An attempt to break the world land-speed record is proving to be the perfect opportunity to put people to work in the Northern Cape.
As part of the Expanded Public Works Programme (EPWP) the Northern Cape Department of Roads and Public Works has hired 317 people to clear the site on which British duo Richard Noble and Andy Green will race their car. Noble, an engineer and adventurer, has always dreamt of setting a world land-speed record. After realising this dream almost 29 years ago, Noble along with daredevil driver Green, is now on a mission to break their own record. Noble reached his record of 1 019km/h driving a turbo-powered car named Thrust2 across the Nevada desert, in the US, in 1983. In 1997, he built an improved car called ThrustSSC and managed to beat his previous record by reaching an impressive 1 228km/h. This remains the current world land-speed record but Noble and Green are now aiming to better it by reaching 1 609km/h. They are currently working on improving the car, which will be a blend of a race car and a jet fighter plane using spaceship technology. With two engines installed, the supersonic car, once completed, will have the same power as 180 Formula One cars.
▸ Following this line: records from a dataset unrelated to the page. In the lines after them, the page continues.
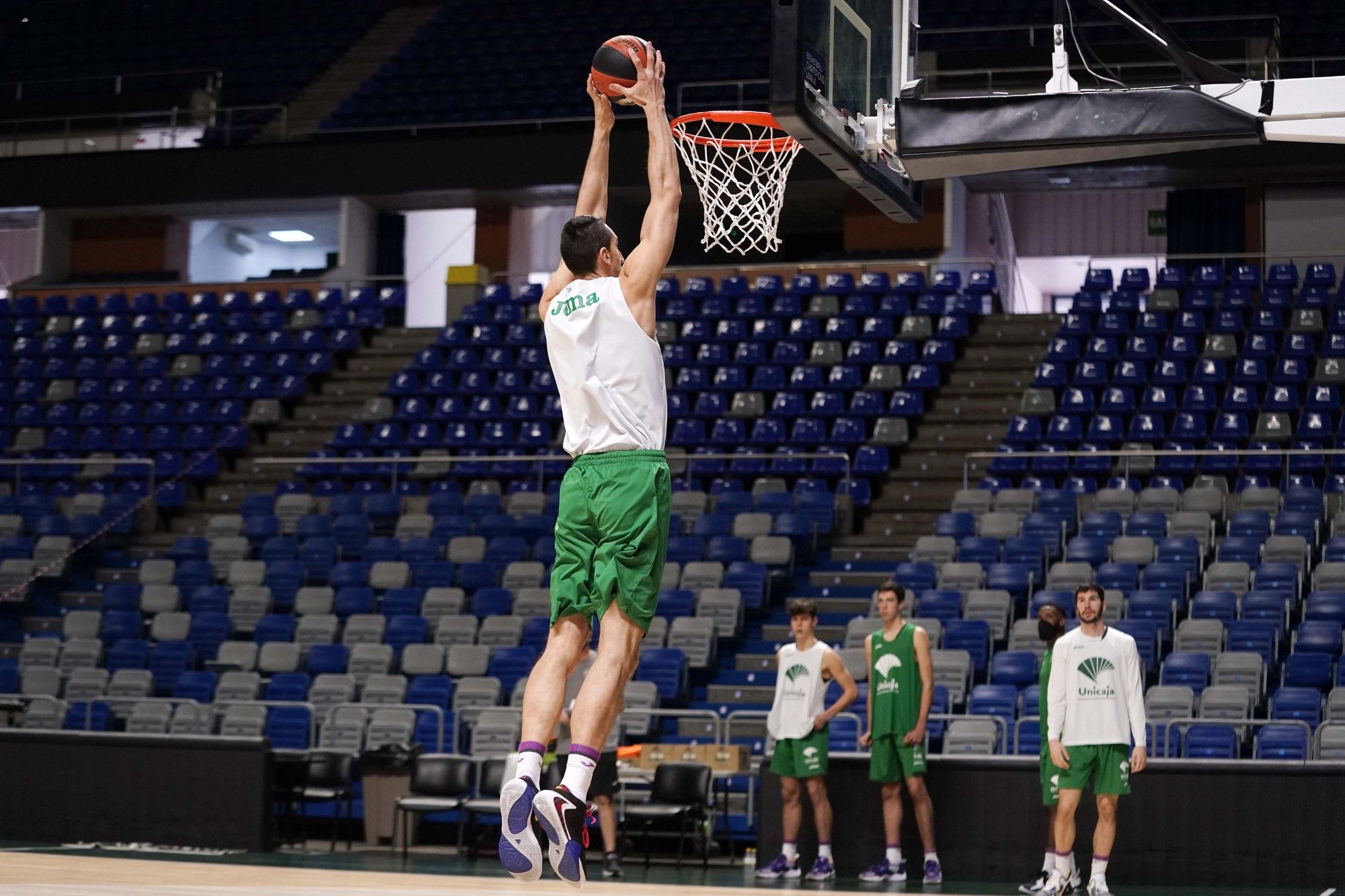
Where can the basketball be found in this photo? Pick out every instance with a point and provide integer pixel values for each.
(613, 65)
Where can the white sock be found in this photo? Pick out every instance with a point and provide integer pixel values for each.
(579, 775)
(529, 766)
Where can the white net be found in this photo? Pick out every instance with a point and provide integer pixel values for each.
(740, 166)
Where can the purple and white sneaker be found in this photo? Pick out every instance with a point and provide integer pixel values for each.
(564, 819)
(884, 872)
(782, 866)
(822, 869)
(520, 852)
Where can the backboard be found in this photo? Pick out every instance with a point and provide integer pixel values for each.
(833, 88)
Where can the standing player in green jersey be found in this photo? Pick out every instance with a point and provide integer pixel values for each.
(900, 693)
(1051, 626)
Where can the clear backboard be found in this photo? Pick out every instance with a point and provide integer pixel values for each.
(833, 67)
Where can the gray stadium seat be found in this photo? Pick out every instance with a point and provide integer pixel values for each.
(384, 689)
(149, 719)
(469, 659)
(244, 721)
(315, 600)
(391, 727)
(239, 686)
(934, 549)
(344, 731)
(970, 736)
(423, 659)
(440, 603)
(278, 657)
(696, 638)
(501, 631)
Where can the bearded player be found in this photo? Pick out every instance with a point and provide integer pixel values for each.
(1097, 708)
(613, 528)
(900, 694)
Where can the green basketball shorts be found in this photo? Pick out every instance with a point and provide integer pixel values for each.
(802, 756)
(611, 536)
(1105, 766)
(894, 760)
(1050, 778)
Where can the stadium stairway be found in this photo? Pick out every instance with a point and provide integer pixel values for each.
(969, 413)
(345, 392)
(345, 76)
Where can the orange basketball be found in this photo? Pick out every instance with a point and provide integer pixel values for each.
(613, 65)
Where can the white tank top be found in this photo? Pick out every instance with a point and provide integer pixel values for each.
(800, 692)
(609, 370)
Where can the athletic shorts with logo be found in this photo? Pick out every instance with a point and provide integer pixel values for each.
(1104, 766)
(891, 759)
(1050, 778)
(611, 536)
(802, 756)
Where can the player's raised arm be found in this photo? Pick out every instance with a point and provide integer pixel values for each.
(594, 185)
(645, 264)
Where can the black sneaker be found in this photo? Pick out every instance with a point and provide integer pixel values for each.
(564, 819)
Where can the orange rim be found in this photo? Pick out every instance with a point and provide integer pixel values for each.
(755, 119)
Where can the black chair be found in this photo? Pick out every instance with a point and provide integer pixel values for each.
(440, 782)
(488, 801)
(330, 779)
(681, 791)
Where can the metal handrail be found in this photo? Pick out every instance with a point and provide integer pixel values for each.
(638, 710)
(213, 81)
(1147, 454)
(375, 708)
(311, 708)
(675, 458)
(1186, 723)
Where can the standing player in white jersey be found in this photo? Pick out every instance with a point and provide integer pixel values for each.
(613, 528)
(800, 725)
(1096, 709)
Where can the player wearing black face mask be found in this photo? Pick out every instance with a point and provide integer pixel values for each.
(1051, 624)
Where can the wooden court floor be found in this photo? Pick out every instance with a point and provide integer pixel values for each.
(68, 873)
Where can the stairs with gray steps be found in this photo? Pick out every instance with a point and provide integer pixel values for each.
(311, 423)
(969, 413)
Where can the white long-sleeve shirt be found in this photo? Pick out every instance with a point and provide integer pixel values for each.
(1097, 690)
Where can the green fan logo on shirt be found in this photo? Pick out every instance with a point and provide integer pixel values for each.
(1094, 666)
(887, 663)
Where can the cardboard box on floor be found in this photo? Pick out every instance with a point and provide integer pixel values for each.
(730, 758)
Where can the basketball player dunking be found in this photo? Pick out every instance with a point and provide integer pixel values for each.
(613, 529)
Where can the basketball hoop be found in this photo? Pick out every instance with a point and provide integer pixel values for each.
(740, 162)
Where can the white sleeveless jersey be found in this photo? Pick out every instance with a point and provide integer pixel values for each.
(609, 370)
(800, 692)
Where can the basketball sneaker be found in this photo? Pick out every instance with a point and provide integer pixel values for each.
(822, 869)
(782, 866)
(884, 872)
(520, 850)
(564, 819)
(1038, 884)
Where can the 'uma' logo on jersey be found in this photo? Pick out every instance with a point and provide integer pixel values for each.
(887, 663)
(1094, 666)
(574, 303)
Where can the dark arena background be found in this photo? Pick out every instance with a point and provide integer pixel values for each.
(282, 444)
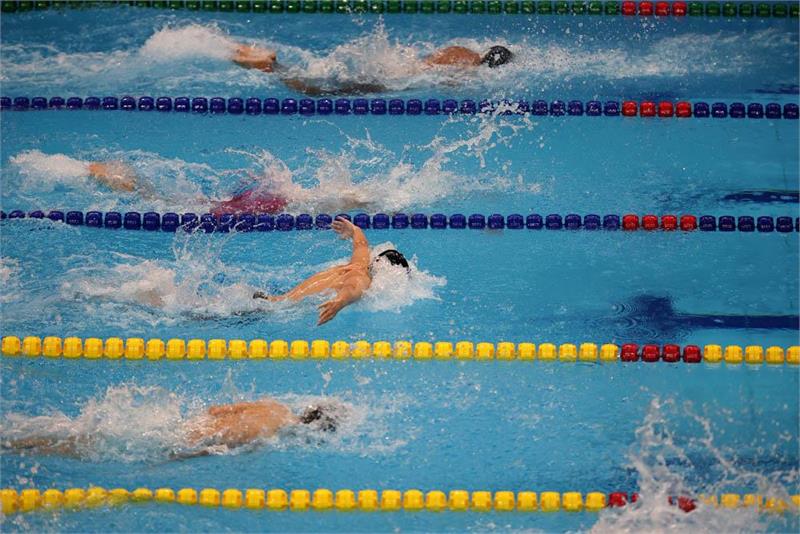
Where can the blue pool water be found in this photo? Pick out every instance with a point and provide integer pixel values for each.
(657, 429)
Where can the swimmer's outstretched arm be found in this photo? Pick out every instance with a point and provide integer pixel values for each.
(348, 230)
(114, 174)
(348, 292)
(358, 280)
(251, 57)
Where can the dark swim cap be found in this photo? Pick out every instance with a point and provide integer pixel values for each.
(394, 257)
(497, 55)
(318, 413)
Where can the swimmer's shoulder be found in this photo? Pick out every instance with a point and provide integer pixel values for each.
(454, 55)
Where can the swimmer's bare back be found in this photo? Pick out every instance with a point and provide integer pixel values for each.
(234, 425)
(454, 56)
(348, 281)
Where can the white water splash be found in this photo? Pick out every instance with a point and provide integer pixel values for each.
(102, 430)
(198, 284)
(195, 54)
(10, 271)
(362, 175)
(192, 41)
(43, 172)
(664, 468)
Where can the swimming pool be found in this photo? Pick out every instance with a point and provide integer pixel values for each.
(658, 429)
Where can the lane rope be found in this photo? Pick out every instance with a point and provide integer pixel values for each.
(524, 7)
(369, 500)
(154, 349)
(412, 106)
(263, 222)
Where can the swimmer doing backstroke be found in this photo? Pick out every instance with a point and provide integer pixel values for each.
(218, 428)
(348, 282)
(254, 198)
(458, 57)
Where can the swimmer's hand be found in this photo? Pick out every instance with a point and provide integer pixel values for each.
(115, 174)
(329, 309)
(251, 57)
(269, 298)
(343, 227)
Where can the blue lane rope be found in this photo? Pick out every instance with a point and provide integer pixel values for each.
(208, 223)
(397, 106)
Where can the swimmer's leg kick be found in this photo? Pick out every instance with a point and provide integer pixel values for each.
(344, 89)
(46, 445)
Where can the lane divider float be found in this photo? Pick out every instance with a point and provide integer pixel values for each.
(511, 7)
(369, 500)
(136, 348)
(264, 222)
(413, 106)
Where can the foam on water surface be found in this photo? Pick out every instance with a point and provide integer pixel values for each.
(200, 53)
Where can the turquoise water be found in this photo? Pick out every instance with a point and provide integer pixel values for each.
(659, 429)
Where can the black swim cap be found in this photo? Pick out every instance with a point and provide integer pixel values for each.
(497, 55)
(317, 413)
(394, 257)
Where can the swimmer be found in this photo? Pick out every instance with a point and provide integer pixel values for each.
(121, 177)
(251, 57)
(225, 426)
(348, 282)
(255, 198)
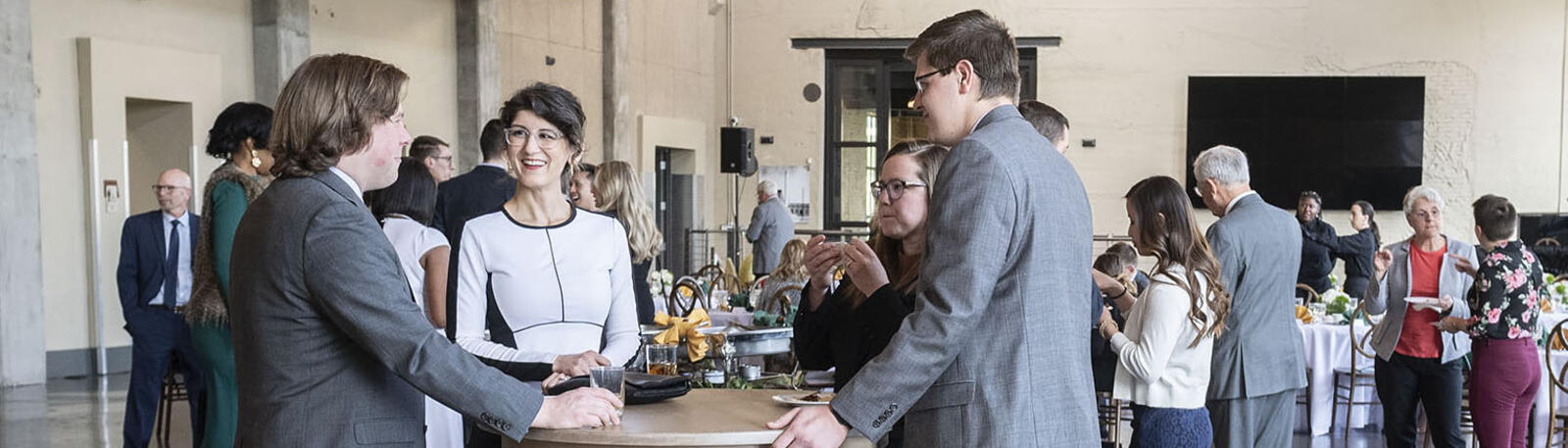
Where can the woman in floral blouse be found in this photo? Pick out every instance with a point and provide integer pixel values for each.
(1509, 287)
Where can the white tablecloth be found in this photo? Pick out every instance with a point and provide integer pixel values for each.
(1327, 348)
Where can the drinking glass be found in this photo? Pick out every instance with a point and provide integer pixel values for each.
(662, 359)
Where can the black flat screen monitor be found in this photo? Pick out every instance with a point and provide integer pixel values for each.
(1348, 138)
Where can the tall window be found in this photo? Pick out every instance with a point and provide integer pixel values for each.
(869, 109)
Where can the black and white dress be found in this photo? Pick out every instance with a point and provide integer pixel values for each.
(559, 290)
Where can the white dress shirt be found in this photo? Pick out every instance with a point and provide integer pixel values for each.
(182, 285)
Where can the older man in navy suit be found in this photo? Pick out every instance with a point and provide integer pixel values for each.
(154, 280)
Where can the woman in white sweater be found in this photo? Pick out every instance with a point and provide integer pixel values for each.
(1164, 353)
(543, 282)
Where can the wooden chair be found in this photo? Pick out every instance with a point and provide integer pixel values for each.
(1559, 422)
(686, 299)
(172, 390)
(1311, 295)
(1348, 379)
(1110, 417)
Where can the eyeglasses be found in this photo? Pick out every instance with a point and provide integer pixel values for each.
(894, 188)
(521, 135)
(919, 80)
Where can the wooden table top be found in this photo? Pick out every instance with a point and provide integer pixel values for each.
(706, 417)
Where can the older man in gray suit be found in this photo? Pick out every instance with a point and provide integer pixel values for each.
(329, 346)
(1258, 361)
(995, 353)
(770, 229)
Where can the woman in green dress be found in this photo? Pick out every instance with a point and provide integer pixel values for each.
(239, 136)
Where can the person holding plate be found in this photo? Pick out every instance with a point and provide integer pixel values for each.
(1415, 280)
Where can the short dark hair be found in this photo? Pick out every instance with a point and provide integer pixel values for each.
(1494, 217)
(493, 140)
(1311, 194)
(328, 109)
(425, 146)
(1048, 121)
(980, 39)
(1125, 251)
(551, 102)
(237, 123)
(413, 194)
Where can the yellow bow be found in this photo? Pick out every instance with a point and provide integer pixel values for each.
(697, 342)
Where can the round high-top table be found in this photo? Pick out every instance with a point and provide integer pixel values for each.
(706, 417)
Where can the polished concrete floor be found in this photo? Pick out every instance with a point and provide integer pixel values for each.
(91, 411)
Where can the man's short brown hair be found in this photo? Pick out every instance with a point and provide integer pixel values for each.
(328, 110)
(980, 39)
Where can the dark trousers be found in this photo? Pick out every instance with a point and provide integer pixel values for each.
(1170, 428)
(156, 334)
(1502, 387)
(1405, 382)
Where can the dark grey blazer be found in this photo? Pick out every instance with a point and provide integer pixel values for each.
(328, 345)
(1259, 253)
(995, 353)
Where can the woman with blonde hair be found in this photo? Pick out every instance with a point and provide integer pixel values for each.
(621, 196)
(789, 273)
(1164, 358)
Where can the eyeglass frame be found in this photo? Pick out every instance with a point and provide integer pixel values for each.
(919, 85)
(545, 140)
(890, 186)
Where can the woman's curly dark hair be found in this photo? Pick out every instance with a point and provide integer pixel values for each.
(237, 123)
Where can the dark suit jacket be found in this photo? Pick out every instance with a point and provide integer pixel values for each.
(328, 343)
(460, 199)
(141, 253)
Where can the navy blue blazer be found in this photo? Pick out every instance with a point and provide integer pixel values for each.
(141, 253)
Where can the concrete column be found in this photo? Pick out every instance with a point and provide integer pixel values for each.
(478, 77)
(281, 41)
(21, 248)
(618, 132)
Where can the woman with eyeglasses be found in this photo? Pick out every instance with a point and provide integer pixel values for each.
(562, 276)
(1416, 282)
(239, 136)
(844, 326)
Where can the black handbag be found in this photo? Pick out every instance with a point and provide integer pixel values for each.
(640, 387)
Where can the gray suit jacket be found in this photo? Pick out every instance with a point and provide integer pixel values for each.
(1259, 253)
(770, 227)
(328, 345)
(1388, 295)
(995, 353)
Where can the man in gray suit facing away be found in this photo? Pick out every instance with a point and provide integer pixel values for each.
(995, 353)
(1258, 362)
(770, 229)
(328, 343)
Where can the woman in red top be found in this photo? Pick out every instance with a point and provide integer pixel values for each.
(1415, 280)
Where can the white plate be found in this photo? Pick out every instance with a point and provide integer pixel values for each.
(796, 400)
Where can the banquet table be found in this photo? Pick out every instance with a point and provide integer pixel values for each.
(706, 417)
(1327, 346)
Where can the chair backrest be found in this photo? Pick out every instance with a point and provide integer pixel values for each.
(1361, 345)
(1311, 295)
(682, 303)
(781, 301)
(1556, 338)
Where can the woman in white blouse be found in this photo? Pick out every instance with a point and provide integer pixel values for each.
(557, 277)
(405, 212)
(1164, 354)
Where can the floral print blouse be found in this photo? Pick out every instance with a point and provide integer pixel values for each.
(1509, 290)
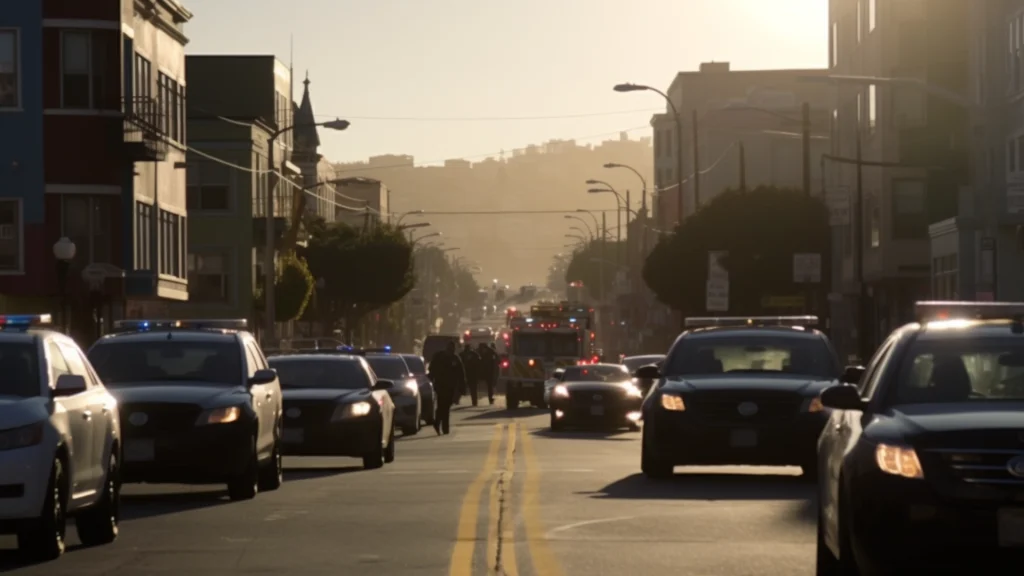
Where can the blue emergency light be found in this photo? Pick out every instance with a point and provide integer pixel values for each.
(24, 321)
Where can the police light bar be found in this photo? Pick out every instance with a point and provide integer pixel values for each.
(200, 324)
(937, 311)
(24, 321)
(700, 322)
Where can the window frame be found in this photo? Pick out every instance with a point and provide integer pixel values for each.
(18, 236)
(15, 34)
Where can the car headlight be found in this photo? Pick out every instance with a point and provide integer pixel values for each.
(673, 403)
(898, 460)
(223, 415)
(23, 437)
(354, 410)
(814, 405)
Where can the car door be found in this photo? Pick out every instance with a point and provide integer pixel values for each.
(80, 424)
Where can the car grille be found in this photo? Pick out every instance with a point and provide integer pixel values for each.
(734, 406)
(160, 417)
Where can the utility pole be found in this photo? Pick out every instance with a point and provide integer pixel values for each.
(806, 112)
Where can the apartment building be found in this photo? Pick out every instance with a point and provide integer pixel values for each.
(98, 118)
(914, 144)
(760, 109)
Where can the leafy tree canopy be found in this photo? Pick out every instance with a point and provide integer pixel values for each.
(761, 230)
(586, 265)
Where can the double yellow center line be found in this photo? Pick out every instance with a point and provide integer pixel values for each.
(500, 546)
During its first test in the United Kingdom last October, the deafening sound of the car roared to that of five Boeing 747 planes taking off at the same time.
Finding a site to attempt the new record in 2016 was no easy task and after an extensive worldwide search using spaceshuttle radar data and satellite imagery, the team finally found the perfect spot - Hakskeenpan in the Northern Cape.
Hakskeenpan, situated 200km from Upington, is 16km long and flat and firm enough to support the car. Green, who is also a Royal Air Force pilot, will be the driving force behind the supersonic car.
To ensure the site is cleared and ready on time, the department of Roads and Public Works created work opportunities for unemployed community members from the neighbouring villages of Klein Mier, Groot Mier, Phialndersbron, Loubos and Rietfontein. The workers will clear the site of stones, pebbles and debris.
For Hendrik Kortman, this is the first time he has been employed in years. Kortman, who lost his legs in an accident a few years ago, does not let his disability get him down. Equipped with a spade and bucket he clears the track of cobbles and pebbles. With no family to help support him, Kortman says the money he earns will help him buy clothes and food.
“This job has given me hope. Government has given me the chance to have a better life,” he says.
The department has invested almost R7.5 million providing work opportunities for various communities, while at the same time creating the world’s best land-speed track.
“A bulldozer would have done this job within a short period of time but we deliberately chose to make it an EPWP project so that we could create job opportunities for our local communities,” said Northern Cape Roads and Public Works MEC Dawid Rooi.